Michael Steele, Newt Gingrich Duking It Out To Be RNC Chief
My guess is Gingrich gets it because he’s higher profile and better connected, but Steele should be the man as far as I’m concerned.
A battle to take the reins of the Republican National Committee is taking off between former House Speaker Newt Gingrich and former Maryland Lieutenant Gov.

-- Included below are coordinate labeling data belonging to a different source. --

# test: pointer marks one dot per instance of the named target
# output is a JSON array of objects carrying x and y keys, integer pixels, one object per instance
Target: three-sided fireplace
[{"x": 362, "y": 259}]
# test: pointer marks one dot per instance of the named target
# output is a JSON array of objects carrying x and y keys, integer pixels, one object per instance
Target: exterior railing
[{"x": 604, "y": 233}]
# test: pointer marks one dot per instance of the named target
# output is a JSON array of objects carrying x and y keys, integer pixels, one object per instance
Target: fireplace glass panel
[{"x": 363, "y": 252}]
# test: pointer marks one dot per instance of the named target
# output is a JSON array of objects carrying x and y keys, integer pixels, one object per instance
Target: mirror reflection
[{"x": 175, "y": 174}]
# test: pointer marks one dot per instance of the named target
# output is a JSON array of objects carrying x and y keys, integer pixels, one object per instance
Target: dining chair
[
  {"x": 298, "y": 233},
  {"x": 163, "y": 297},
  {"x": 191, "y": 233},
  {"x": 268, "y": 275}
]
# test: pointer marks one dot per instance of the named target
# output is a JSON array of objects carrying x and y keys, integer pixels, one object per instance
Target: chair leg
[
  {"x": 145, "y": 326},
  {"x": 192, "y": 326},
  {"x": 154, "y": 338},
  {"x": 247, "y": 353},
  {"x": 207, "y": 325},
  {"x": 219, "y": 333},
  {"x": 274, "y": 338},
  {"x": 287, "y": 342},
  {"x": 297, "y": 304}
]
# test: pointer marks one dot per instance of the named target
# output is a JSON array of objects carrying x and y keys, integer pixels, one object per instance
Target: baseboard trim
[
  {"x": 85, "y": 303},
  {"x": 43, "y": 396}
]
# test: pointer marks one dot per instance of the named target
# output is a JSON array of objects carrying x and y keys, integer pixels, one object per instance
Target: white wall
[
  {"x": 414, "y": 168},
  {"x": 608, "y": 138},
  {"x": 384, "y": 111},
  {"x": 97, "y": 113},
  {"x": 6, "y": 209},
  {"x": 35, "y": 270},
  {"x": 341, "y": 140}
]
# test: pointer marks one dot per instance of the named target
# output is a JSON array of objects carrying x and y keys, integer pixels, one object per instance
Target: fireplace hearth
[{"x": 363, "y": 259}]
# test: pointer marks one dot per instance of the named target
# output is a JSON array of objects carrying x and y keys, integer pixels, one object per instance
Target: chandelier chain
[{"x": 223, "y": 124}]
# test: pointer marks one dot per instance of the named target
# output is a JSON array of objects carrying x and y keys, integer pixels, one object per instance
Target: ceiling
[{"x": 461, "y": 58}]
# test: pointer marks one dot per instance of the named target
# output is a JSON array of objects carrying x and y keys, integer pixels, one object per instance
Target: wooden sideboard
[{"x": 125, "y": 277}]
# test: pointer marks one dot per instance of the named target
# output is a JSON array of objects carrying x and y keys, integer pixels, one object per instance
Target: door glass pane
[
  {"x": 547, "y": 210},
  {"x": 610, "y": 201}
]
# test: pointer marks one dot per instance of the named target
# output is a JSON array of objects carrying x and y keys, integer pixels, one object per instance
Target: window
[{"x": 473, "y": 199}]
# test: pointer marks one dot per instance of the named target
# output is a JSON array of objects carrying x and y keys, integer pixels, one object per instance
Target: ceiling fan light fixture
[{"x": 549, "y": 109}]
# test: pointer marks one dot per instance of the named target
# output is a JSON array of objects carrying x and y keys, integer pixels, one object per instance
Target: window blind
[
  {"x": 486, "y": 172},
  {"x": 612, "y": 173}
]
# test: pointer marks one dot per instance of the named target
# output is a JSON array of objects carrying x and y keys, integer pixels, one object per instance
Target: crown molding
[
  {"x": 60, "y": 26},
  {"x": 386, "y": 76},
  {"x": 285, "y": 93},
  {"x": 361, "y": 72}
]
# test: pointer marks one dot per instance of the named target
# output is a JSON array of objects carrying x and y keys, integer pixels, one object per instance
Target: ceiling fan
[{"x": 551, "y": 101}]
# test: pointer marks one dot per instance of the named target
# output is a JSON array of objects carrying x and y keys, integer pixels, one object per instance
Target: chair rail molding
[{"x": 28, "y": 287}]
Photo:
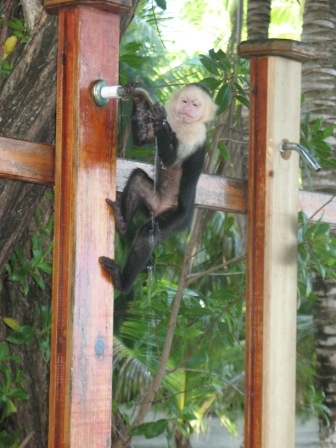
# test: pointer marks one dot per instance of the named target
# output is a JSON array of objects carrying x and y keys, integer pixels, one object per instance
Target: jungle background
[{"x": 166, "y": 46}]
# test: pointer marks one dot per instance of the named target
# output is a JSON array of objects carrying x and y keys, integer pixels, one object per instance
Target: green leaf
[
  {"x": 21, "y": 337},
  {"x": 161, "y": 4},
  {"x": 224, "y": 96},
  {"x": 209, "y": 65},
  {"x": 11, "y": 323},
  {"x": 211, "y": 83},
  {"x": 4, "y": 352}
]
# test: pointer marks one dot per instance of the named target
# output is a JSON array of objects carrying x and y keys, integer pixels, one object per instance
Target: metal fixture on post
[{"x": 289, "y": 146}]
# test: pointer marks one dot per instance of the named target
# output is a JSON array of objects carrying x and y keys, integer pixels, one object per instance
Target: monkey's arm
[{"x": 191, "y": 171}]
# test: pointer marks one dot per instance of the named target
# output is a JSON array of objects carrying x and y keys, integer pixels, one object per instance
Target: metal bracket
[{"x": 289, "y": 146}]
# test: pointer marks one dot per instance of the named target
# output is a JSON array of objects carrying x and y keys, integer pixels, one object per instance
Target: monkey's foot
[
  {"x": 119, "y": 220},
  {"x": 113, "y": 269}
]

Michael Steele.
Republicans close to each man say they are intent on ousting Mike Duncan when his tenure ends in January and to insert themselves to articulate a counter-agenda to President-elect Barack Obama´s administration.
A bevy of backers for each man, neither of whom is an RNC member, have been burning up the phone lines and firing off e-mails as they try to sway the 168 RNC members in the wake of the second consecutive drubbing of Republicans at the polls.

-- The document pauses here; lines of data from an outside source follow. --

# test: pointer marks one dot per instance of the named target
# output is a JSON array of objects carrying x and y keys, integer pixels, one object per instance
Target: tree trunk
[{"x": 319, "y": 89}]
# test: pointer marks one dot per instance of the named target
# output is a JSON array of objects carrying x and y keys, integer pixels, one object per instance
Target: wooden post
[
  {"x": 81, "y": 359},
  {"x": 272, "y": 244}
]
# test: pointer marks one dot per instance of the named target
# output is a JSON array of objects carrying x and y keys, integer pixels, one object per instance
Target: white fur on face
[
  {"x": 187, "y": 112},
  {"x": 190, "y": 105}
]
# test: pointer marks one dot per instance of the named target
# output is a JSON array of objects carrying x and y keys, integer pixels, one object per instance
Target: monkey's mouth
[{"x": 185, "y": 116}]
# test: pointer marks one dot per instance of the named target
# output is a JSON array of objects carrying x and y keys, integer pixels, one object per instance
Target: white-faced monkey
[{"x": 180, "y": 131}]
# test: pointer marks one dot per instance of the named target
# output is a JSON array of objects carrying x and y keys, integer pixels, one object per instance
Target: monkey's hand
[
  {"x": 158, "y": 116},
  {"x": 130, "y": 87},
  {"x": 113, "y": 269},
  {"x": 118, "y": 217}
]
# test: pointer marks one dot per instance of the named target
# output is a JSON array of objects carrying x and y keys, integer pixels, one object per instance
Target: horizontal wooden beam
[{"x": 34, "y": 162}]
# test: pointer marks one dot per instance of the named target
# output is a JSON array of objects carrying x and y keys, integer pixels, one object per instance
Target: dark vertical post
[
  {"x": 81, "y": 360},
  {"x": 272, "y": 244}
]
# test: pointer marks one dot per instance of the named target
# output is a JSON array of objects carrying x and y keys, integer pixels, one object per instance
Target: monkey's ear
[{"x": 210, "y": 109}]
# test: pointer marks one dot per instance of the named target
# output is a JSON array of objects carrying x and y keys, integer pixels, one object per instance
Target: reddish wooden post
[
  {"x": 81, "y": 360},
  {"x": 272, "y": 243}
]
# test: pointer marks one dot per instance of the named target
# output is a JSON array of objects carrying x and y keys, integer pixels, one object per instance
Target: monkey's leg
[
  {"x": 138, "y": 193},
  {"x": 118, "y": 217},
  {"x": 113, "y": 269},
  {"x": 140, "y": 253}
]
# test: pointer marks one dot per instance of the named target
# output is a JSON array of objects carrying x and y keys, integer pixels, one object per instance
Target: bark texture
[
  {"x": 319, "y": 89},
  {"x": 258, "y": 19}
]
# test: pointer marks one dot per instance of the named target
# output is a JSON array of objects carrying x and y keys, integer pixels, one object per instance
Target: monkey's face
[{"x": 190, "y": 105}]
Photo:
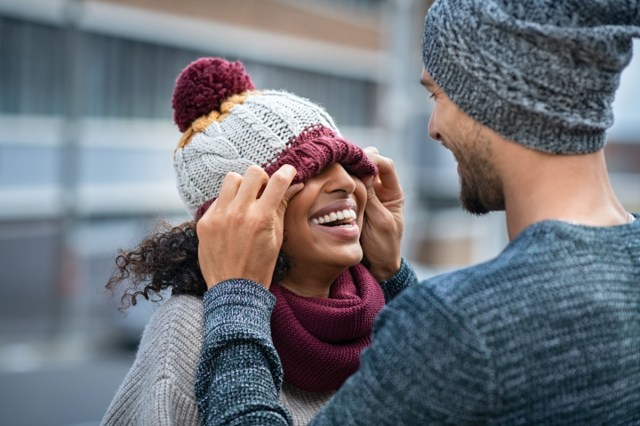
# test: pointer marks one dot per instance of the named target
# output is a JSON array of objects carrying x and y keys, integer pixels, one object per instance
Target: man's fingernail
[{"x": 288, "y": 169}]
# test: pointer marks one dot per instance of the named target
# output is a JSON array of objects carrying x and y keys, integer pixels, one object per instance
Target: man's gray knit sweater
[{"x": 547, "y": 333}]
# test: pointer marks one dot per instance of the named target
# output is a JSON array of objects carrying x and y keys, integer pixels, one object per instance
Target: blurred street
[{"x": 66, "y": 393}]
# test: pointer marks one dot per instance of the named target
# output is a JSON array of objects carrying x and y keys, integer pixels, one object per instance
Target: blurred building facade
[{"x": 86, "y": 131}]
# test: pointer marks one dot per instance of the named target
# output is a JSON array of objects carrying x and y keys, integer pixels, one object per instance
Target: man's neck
[{"x": 571, "y": 188}]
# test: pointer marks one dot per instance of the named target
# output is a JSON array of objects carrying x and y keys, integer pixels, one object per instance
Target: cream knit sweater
[{"x": 160, "y": 386}]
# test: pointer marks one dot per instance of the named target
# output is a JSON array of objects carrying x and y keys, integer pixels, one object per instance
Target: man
[{"x": 546, "y": 333}]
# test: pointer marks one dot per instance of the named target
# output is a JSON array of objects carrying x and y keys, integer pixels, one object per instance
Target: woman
[{"x": 326, "y": 299}]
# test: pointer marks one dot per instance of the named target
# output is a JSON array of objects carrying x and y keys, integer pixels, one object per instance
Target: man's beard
[{"x": 482, "y": 193}]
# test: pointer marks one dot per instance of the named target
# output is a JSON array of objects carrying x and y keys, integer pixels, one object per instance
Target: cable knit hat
[
  {"x": 539, "y": 72},
  {"x": 227, "y": 126}
]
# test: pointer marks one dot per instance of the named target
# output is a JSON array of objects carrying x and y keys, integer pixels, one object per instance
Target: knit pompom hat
[
  {"x": 227, "y": 126},
  {"x": 539, "y": 72}
]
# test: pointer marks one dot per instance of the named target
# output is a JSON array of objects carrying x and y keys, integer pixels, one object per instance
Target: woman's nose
[{"x": 338, "y": 179}]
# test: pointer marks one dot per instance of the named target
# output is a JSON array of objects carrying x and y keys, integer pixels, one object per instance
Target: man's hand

After the Republicans lost ground in the 2006 election Steele should have been the pick (and we should have picked different leadership in Congress as well, for that matter). Picking Steele, a staunch conservative, instead of Senator Mel Martinez (a not-very-conservative pro-amnesty guy not at all unlike McCain himself in his policy outlook) would have singled to the party then that Republicans had gotten the message on election day and would be taking a new direction.
But the RNC didn’t pick Steele. The RNC picked Martinez, signaling to the conservative base that they’d be getting more of the same big-government Republicanism for the next two years, and now the GOP has paid the price in yet another electon.
In the here and now, both Steele and Gingrich would probably be good choices to bring the party back to its conservative roots. But I prefer Steele over Gingrich. Gingrich endorsed the bailout, for one thing, and has spent far too much time of late flirting with the global warming crowd. Plus, he carries with him a lot of political baggage from his days as House leader.
Better to make it Steele. and a fresh start.